学ぶ愉(たの)しみを生む体験

 分からなかったことが理解できた時、できなかったことができた時、子どもたちの瞳は輝き、喜びに満ちあふれます。自信に満ちた満面の笑顔を見る時、その場に居合わせた教師も本当に幸せな気持ちになります。そんな様子を見ることができた時、私はいつも、中学生の頃に観た舞台を思い出します。俳優の大竹しのぶさんがサリバン先生を演じていた「奇跡の人」という舞台です。サリバン先生が乗り移ったかのような大竹しのぶさんの迫真の演技に圧倒され、サリバン先生は本物の先生だと感じました。
 幼い時の病で視覚と聴覚を失い、話すこともできなくなったヘレン・ケラー。彼女は6歳の頃、物に名前があることや、自分の気持ちを表す方法がわからず、かんしゃくを起こしてばかりいました。けれどもサリバン先生と出会い、井戸から流れ出るものが水であることがわかった体験を皮切りに急成長を遂げます。その後大学で学び、博士号も手にし、障がいを持つ人々や女性参政権、労働者の権利、世界平和のために運動を起こすまでになります。井戸でのこの感動的なシーンは有名ですので、伝記で読まれた方も多いのではないでしょうか。
 「だれかが水を汲みあげていましたので、先生は樋口の下へ私の手をおいて、冷たい水が私の片手の上を勢いよく流れている間に、別の手に初めはゆっくりと、次には迅速に『water』という語を、つづられました。私は身動きもせず立ったままで、全身の注意を先生の指の運動にそそいでいました。ところが突然私は、何かしら忘れていたものを思い出すような、あるいはよみがえってこようとする思想のおののきといった一種の神秘な自覚を感じました。この時初めて私は『w-a-t-e-r』はいま自分の片手の上を流れているふしぎな冷たい物の名であることを知りました。この生きた一言が、私の魂を目ざまし、それに光と希望と喜びを与え、私の魂を解放することになったのです。」(「わたしの生涯」ヘレン・ケラー 岩橋武夫訳 角川文庫)
 自分の手に流れ込んでくるものが「水」という言葉が表すものであることをまさに《体験》したとき、ヘレン・ケラーは、学ぶ喜びと愉しみを知ったのだと思います。だからこそ、この日はこの後、30個もの言葉を意味ある言葉として覚えることができたのではないでしょうか。ヘレン・ケラーはこの日、本当の意味で覚えたこれらの言葉を「アロンの花咲く杖」だと表現しています。

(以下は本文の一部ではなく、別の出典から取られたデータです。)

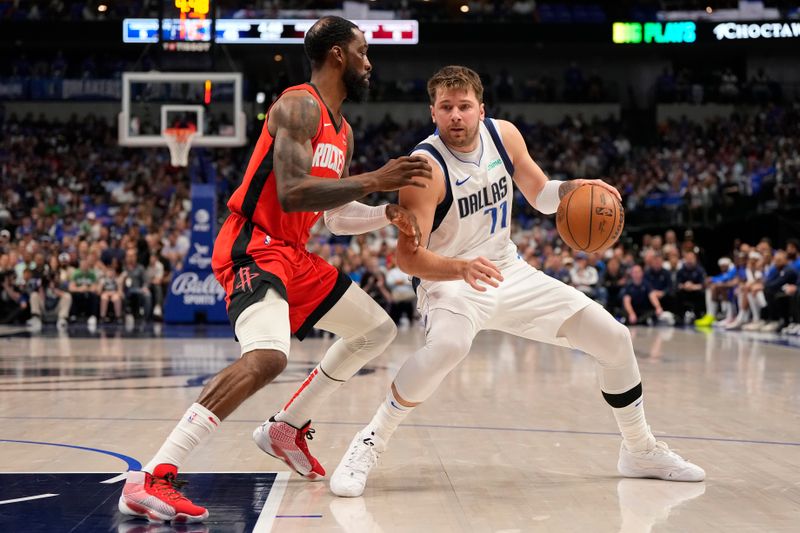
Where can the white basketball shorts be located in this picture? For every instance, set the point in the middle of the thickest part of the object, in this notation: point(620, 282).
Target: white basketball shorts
point(528, 303)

 アロンの杖は、アーモンドの木でできていましたが、杖は本来、生木ではなく乾燥させた木で作るので、芽吹いたり、花が咲いたり実がなることはありません。生きているアーモンドの木ですら、1年に1度しか花が咲くことがありません。ところが、聖書には「明くる日、モーセが掟の幕屋に入って行き、見ると、レビの家のアロンの杖が芽吹き、つぼみを付け、花を咲かせ、アーモンドの実を結んでいた。」(民数記17章23節)とあり、1日で杖に花が咲いたことが記されています。神様がイスラエルを導く祭司としてアロンを選んだ際に起きた奇跡の物語です。
 ヘレン・ケラーは、枯れているアロンの杖に花が咲いたように、自分の住んでいた真っ暗闇で混沌とした世界に、生きた言葉が花を咲かせてくれたと感じたのだと思います。
 4月29日(水)から5月6日(水)まで大型連休です。5月からの授業や行事、宿泊行事、委員会、クラブ、その他あらゆる学校生活の中で、学ぶ愉しみを生み出すような生きた体験を子どもたちができるよう、しっかり準備していきたいと思います。ご家庭でも、4月から頑張ってきた子どもたちが心身を休めつつ、学校の中ではできない体験ができるようお支えいただけたら幸いです。
 子どもたちが「アロンの花咲く杖」を手に入れられるように、周りにいる大人である私たちが子どもたちにしっかりと向き合っていきたいと思います。